Opportunities in tough times

Opportunities in tough times

The possibility of a lengthy and deep recession is forcing companies to look closely at their supply chains for cost-saving opportunities.

According to Peter Levesque, the Hong Kong-based senior vice president for international logistics solutions at CEVA Logistics, there are three potential opportunities for shippers to achieve cost savings associated with Asia sourcing. The primary objective of two of the three ideas is to more completely fill the interior space of the container, thereby reducing the total number of containers shipped without a reduction in overall cargo moved. The third, known as origin postponement, aims to make better use of lower costs in Asia without sacrificing speed to market.

Ensuring that containers are filled to the maximum extent possible has been a priority for many logisticians this year. Merchandise, whether electronics, apparel or household goods, tends to be light enough that a container can be packed to capacity without busting through weight restrictions. The crucial question is how to accomplish this. Earlier this year, companies grabbed the low-hanging fruit, simply urging those directing the stuffing of containers at the manufacturing plant or consolidation center not to allow boxes to be sealed with empty space.

The effort has proved successful, and carrier executives acknowledge the trend has taken a slight but noticeable bite out of their trans-Pacific eastbound volumes. But shippers also admit that simply paying more attention to loading is an opportunity that will evaporate quickly as stuffing practices improve. And because cost pressures are sure to endure, superiors will soon ask, "What have you done for me lately?"

Taking stuffing to the next level is what Levesque is talking about. More effectively managing the conversion of a purchase order into a loaded container, for example, means exerting more control over how container loading is planned out to begin with. This is one area where 3PL services can add value. For example, CEVA transmits computer-generated load plans to its clients' factories to help improve utilization of vendor-loaded containers.

Going further requires the redesigning of cartons, a practice that also can yield savings in packaging costs if less cardboard or other materials are used. The most basic example is shoes. Think of how much unused space there is inside a shoe box. Those who have redesigned shoe boxes have realized large savings in materials and shipping expense.

Levesque said this is another area where 3PLs can add value. "We provide customers with package re-engineering services that allow clients to redesign factory and retail carton dimensions, in order to optimize container utilization, reduce paper waste and reduce the total number of containers shipped."

The ultimate achievable savings are 8 to 12 percent improvement on carton cube utilization, 5 to 10 percent reduction in packaging material, and 5 to 20 percent savings in freight cost per unit due to the increase in load density. These savings are not realized overnight, and presuppose commitment from non-logistics units, which usually requires buy-in and leadership from senior management. When such savings are attempted but not achieved, it's usually because of internal barriers among a company's merchandising, procurement, sourcing and supply-chain operations. However, once accomplished, transportation cost savings are achieved down the line, not just in containers but in trucking and rail as well as customs. Levesque said utilization of packaging redesign among shippers is still in the early stages, "but I don't think that the adaption process will take long."
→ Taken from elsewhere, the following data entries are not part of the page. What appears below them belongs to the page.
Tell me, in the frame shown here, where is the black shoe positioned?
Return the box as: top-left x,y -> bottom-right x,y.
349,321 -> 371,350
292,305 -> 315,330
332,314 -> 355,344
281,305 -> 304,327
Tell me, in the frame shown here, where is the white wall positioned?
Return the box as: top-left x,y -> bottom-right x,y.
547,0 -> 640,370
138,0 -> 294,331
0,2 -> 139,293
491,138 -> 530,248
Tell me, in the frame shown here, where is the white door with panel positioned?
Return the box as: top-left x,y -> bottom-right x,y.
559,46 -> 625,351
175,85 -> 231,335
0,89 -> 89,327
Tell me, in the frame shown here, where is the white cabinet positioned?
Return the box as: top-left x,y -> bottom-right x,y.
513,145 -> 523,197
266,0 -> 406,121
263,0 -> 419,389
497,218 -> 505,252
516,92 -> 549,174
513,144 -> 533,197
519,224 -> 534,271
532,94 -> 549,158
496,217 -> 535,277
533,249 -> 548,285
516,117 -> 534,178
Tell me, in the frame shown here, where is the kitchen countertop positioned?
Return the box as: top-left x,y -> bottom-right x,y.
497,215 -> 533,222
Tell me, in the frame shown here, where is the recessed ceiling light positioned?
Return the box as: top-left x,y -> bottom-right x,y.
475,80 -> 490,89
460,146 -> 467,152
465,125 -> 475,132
Origin fulfillment takes the importer down a different road, and involves the pushing of as much value-added logistics service as possible back to the source country in Asia, where labor, materials and real estate are cheaper. This is the thinking behind the much-touted, but still marginally utilized distribution center-bypass strategy that involves shipping direct from the port to the store, the idea being to reduce U.S. distribution center costs. The tradeoff is that goods located farther from point of sale can't be repositioned quickly.

Levesque said the origin postponement model allows customers to use the manufacturing point of origin as the value-added logistics service center and their global distribution hub. Companies employing this strategy are able to delay decisions on the final destination of their products until the last possible moment, package products at origin to meet end-consumer requirements, and ensure that those products are shipped to meet actual demand. These are all just ideas, of course, but savings have to start somewhere.